Ce retour au calme fait suite à des rencontres tenues la semaine dernière entre le Conseil du café-cacao, les syndicats et l’Organisation interprofessionnelle agricole (OIA). Ces échanges ont permis de renouer le dialogue et d’envisager un abandon de la plainte visant les syndicats, contribuant ainsi à restaurer la confiance entre les acteurs. Dans la foulée de cette « paix des braves », les achats de cacao ont repris dans les zones de production. Les exportateurs sont de retour sur le terrain et les multinationales, jusque-là prudentes, ont recommencé à acquérir des contrats de déblocage à l’exportation. Alors que la commercialisation de la récolte intermédiaire, prévue d’avril à septembre, connaissait des difficultés depuis plusieurs mois, des volumes de fèves ont été achetés en quelques jours par des transformateurs disposant d’unités industrielles dans le pays. Ces avancées sont le résultat de consultations discrètes entre le régulateur et les industriels.

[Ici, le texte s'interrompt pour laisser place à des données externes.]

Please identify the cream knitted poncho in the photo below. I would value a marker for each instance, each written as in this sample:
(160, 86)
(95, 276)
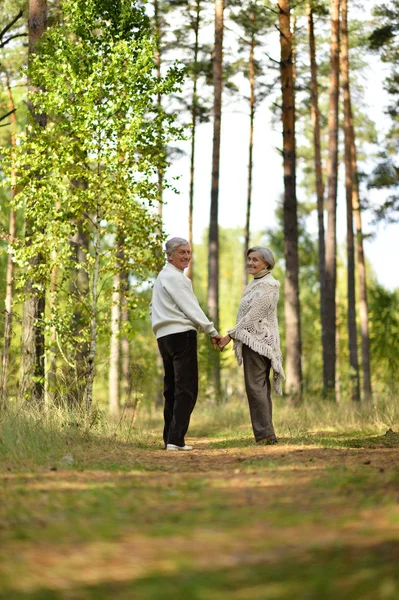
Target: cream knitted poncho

L’OIA joue par ailleurs un rôle central dans le programme de rachat du stock résiduel encore détenu par les producteurs et les coopératives, ce qui devrait accélérer les opérations de déchargement avant le début de la campagne intermédiaire fixé au 1er avril. Cette reprise intervient toutefois dans un contexte mondial difficile, marqué par un effondrement de plus de 50 % des cours du cacao depuis janvier 2026, conséquence du ralentissement de la consommation mondiale de chocolat.
Malgré ce contexte morose, les autorités réaffirment leur engagement à défendre les intérêts des producteurs, conformément aux orientations du président Alassane Ouattara, qui place la valorisation du monde agricole au cœur de sa politique économique et sociale.